Did you miss Part One? You can read it here.
In our previous issue we took a look at the different forms of violence that occur everyday in workplaces across America. While the number of incident reports (workplace violence accounts for 18 percent of all violent crimes) and the ruthlessness of the violent acts carried out against workers made for some unsettling reading, we learned that we are far from powerless.
The first steps in prevention begin with a full understanding of today's definition of workplace violence, as well as an agreement that the workplace can be anywhere that work occurs rather than a rigid geographic location where your employees first gather in the morning. When you are all together, it's important that you observe others for some warning signs that indicate trouble could be brewing. This might include excessive nervousness, strange or out-of-character behavior, drug or alcohol misuse, eternal grudges, traumatic stress like divorce or a decline in health, a new fascination with weapons or talk of death.
Perhaps most importantly, we spoke of the ethical imperative that all business owners have to use every practical management option available to contain this crime. It becomes the owner's duty to ensure that their employees are not placed in assignments or environments that could compromise their personal safety.

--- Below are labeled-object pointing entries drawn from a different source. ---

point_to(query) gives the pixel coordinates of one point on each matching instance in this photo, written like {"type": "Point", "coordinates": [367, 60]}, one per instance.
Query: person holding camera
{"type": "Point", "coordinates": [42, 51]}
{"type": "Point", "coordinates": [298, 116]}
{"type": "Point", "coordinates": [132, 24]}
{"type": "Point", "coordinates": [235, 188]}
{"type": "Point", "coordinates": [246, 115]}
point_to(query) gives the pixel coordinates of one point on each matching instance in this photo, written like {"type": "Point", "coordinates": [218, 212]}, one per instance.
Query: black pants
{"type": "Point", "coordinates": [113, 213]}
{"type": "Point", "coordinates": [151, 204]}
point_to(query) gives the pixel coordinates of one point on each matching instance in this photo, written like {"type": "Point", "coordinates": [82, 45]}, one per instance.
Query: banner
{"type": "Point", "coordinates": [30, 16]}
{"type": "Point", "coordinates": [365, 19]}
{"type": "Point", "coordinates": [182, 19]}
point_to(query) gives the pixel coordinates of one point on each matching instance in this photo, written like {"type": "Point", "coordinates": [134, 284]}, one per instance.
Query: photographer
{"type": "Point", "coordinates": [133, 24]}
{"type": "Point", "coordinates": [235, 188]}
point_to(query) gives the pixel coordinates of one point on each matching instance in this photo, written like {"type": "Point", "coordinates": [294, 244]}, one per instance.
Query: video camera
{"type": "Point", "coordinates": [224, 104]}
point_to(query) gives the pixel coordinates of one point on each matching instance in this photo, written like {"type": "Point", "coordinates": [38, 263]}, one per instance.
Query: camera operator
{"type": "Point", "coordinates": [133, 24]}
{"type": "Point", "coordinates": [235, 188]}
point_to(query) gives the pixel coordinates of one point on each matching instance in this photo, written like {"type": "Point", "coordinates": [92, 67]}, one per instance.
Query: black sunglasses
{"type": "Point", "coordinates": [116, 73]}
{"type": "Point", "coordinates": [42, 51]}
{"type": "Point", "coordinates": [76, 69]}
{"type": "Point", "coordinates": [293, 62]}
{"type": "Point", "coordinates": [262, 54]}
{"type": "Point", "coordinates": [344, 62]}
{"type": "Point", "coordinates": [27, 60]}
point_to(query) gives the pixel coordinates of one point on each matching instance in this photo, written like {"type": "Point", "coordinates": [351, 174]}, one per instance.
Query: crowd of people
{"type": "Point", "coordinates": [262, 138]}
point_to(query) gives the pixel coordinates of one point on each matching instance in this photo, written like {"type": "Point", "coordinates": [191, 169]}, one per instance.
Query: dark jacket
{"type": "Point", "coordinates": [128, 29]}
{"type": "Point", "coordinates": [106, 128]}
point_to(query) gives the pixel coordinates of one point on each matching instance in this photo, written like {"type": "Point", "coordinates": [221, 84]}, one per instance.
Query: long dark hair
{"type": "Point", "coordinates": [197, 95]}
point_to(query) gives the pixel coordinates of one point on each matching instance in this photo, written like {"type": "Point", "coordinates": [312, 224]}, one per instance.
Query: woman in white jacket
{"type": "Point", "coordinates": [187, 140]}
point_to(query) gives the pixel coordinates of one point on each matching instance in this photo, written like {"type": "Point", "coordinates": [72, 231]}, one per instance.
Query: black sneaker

Secondly, each company should adopt a deterrent policy (Zero Tolerance Policy) declaring violent acts intolerable. To that end, Surface Fabrication magazine and Whip-Smart Management Consulting LLC have partnered to make available, at no cost to our readers, a comprehensive and customizable Workplace Violence Zero Tolerance Policy, which can be immediately issued to your employees by making a simple email request. Please request yours today (check the last paragraph for further details).
There is another stark reality that accompanies workplace violence and that is liability. Should an employee of yours be injured or suffer as a result of workplace violence or if one of your employees commits a crime or violent act where other workers or members of the public are injured, the odds are good that you and your company will be named as a responsible party. The headlines teach us that only in the rarest of circumstances can you make your business bullet-proof against lawsuits and charges of negligent action — but that doesn't mean you can't take steps to lessen the likelihood of terrible happenings and/or make your company a far less attractive target for litigants.
Avoiding Liability Takes Commitment
This portion of the workplace violence story is to show business owners the leadership role that they need to take in order to reduce the damage from workplace violence in our country. Along with the opportunity to lead the charge on this issue, we want our readers to contemplate the astronomical damage that workplace violence inflicts upon the national economy as well as the damage caused to each individual company's bottom line. The financial wallop includes the vast amount lost to legal costs, court-ordered payments, damages, insurance premiums, out-of-court mediation, lost work, production stoppages, rehabilitation, counseling, etc.
Notably, there is not yet any national legislation that specifically addresses workplace violence although special attention, in the form of non-binding recommendations, is paid to certain businesses like healthcare institutions, late night retail establishments (i.e. convenience stores), government agencies and taxi services, because of the targeting and concentration of violence at these establishments. As for companies such as fabrication shops, there is a General Duty Clause found within The Federal Occupational Safety and Health Act which requires employers to provide a place of employment "free from recognized hazards that are causing or are likely to cause death or serious physical harm to . . . employees." There's a lot of room for play in that last sentence. Plaintiffs love loose language. Do you?
A New Meaning For Negligence
In addition to the OSHA's General Duty Clause, employers may be liable for acts of workplace violence based on various negligence theories, including: negligent hiring; negligent training; negligent supervision; negligent retention and negligent recommendation or misrepresentation.
Negligent Hiring: This is a legal theory based on the principle that an employer has a duty to protect its employees, customers, and the general public from injuries caused by employees whom the employer knows, or should know, pose a risk of harm to others. If an employer doesn't demonstrate reasonable care in the selection process of an applicant (i.e. reference and job checking to determine that employee's fitness for the job) and other employees or customers are harmed, that employer may be found negligent. There are steps that employers should take to protect themselves against liability:
• Carefully review all applications and resumes before hiring an applicant.